Sonia Perron lance Billydéki, un roman qui traite des pensionnats autochtones.

L’histoire noire des pensionnats autochtones

C’est le journalisme qui a mené l’auteure Sonia Perron à l’écriture d’un premier roman, Billydéki. Une rencontre faite pendant un reportage dans une communauté autochtone lui a inspiré l’histoire de cette enquête policière, où l’on tente de faire la lumière sur la disparition de deux jeunes, 25 ans après les faits.

Sonia Perron s’est illustrée pendant sa carrière en tant qu’animatrice et réalisatrice à la radio de Radio-Canada. Elle en est venue à s’intéresser à la question des pensionnats autochtones pendant une affectation, dans les années 90. « Je suis allé dans une communauté assez isolée. J’ai passé la semaine complète en repérage, toute seule comme journaliste. J’ai rencontré un homme extraordinaire. Il m’a donné une lettre », raconte-t-elle lors de son passage au Progrès.

Les éléments qui allaient constituer la base de son histoire et les caractéristiques du personnage principal, Billydéki, se trouvaient dans cette lettre.

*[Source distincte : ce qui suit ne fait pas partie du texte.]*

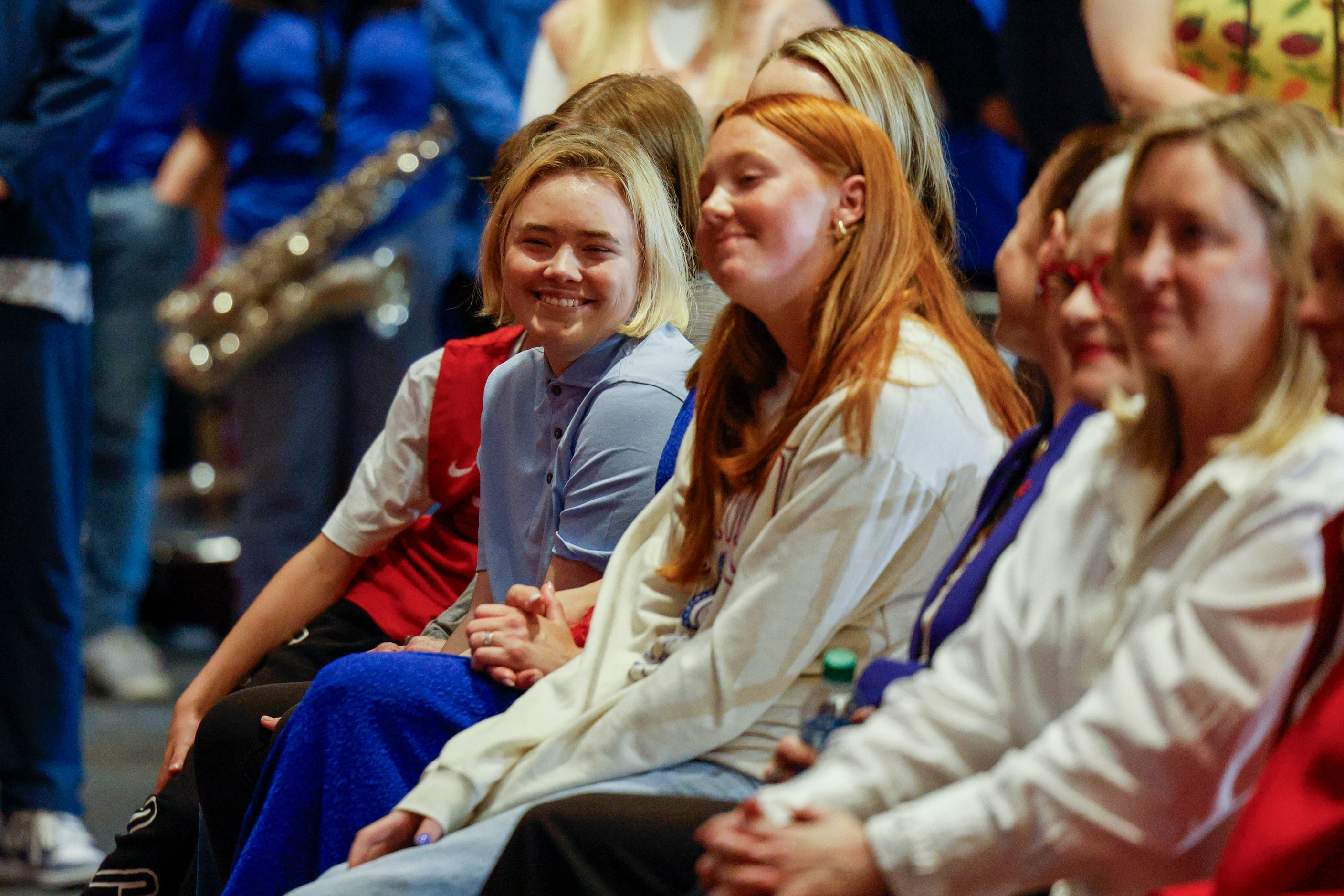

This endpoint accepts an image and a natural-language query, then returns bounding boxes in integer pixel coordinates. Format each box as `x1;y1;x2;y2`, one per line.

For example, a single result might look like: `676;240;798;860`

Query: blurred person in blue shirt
82;0;198;700
0;0;140;886
420;0;554;331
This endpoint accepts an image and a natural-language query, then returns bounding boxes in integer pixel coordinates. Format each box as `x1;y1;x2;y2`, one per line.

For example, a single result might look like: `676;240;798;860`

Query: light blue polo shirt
476;324;699;602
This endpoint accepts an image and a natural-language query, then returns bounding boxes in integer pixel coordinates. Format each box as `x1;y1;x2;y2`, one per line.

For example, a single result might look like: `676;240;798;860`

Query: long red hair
660;94;1031;584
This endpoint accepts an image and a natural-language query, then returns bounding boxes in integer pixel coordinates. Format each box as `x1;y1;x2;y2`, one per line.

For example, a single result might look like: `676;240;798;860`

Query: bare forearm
555;579;602;625
1083;0;1216;117
179;535;364;710
152;127;226;206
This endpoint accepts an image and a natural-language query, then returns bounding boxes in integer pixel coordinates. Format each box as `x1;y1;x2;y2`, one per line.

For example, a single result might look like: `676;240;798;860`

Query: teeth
537;295;583;308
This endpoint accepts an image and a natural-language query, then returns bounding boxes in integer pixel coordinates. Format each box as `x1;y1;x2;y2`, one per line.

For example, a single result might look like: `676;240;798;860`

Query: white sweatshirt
399;318;1005;830
759;414;1344;896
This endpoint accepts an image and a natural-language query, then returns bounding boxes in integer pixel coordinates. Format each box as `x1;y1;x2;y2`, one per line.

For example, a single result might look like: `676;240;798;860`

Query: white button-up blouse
761;414;1344;896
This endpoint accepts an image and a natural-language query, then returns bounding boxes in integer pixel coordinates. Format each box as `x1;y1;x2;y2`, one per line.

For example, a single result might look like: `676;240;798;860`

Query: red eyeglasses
1040;255;1113;305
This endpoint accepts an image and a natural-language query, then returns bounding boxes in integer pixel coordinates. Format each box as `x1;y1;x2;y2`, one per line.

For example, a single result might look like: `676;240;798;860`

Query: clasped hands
695;708;888;896
375;582;582;689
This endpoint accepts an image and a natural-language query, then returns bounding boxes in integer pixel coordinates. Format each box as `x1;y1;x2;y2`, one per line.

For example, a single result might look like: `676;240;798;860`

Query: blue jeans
234;192;457;607
84;181;195;638
0;302;89;814
292;761;759;896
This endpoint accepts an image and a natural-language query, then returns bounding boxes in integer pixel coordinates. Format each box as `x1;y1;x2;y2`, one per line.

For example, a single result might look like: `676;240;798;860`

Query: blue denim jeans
84;181;195;638
290;761;759;896
0;302;89;814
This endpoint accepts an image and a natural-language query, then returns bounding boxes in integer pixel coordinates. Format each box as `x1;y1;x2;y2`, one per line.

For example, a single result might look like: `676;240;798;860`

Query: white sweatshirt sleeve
323;349;443;557
400;352;1001;830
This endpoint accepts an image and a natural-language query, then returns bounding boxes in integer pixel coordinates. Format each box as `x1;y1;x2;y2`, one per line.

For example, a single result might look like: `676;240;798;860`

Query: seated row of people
86;21;1344;895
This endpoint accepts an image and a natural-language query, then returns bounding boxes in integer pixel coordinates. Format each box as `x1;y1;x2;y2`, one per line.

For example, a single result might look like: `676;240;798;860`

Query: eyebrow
517;222;621;246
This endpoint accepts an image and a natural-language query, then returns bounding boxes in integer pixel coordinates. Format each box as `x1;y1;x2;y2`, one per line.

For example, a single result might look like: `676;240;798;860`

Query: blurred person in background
0;0;140;885
522;0;840;122
186;0;461;606
420;0;555;339
1083;0;1344;126
82;0;204;700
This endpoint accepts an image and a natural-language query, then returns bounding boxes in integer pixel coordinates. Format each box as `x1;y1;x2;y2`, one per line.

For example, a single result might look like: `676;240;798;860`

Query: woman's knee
195;682;308;769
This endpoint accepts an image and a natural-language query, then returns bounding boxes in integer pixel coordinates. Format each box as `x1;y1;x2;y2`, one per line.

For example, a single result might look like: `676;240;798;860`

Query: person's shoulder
485;348;546;406
1227;414;1344;505
598;324;700;402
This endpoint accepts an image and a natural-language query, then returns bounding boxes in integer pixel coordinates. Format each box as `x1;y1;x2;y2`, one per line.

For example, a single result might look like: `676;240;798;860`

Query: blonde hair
485;71;704;271
481;127;690;337
568;0;742;104
758;28;957;258
1113;97;1339;471
1302;152;1344;263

Le roman traite de la délicate question des pensionnats autochtones, ces institutions qui ont retiré les jeunes des Premières nations de leur communauté au début du vingtième siècle pour tenter de les évangéliser et de les assimiler. Billydéki, un enfant métis né d’un père anglais et d’une mère autochtone, vit dans un pensionnat dans le nord de l’Ontario. Il tisse des liens d’amitié avec un autre enfant. Les deux disparaissent subitement et sans laisser de trace, une journée, alors qu’un religieux est soupçonné de commettre des abus sexuels sur certains enfants.

On suit l’enquête policière qui commence lorsqu’un frère défroqué tente, bien des années plus tard, de découvrir la vérité sur ce qui s’est passé le jour de leur disparition.

L’écriture de ce roman a nécessité quatre ans de recherche et de révision. Sonia Perron a fait lire son récit a des membres des Premières nations, à Mashteuiatsh, en plus de recevoir les commentaires de son conjoint et de l’un de ses amis.

« Mon éditeur a dit que le livre était bien écrit quand il l’a reçu, mais il y avait déjà beaucoup de travail de fait quand je l’ai envoyé » se rappelle-t-elle.

Le roman, qui fait tout juste 170 pages, est raconté selon le point de vue des différents protagonistes du récit. Se déroulant en deux temps, dans les années 40 et 70, il démontre l’ampleur des changements survenus au Québec à cette époque. Le livre, lancé le 15 février, est publié aux éditions Fides.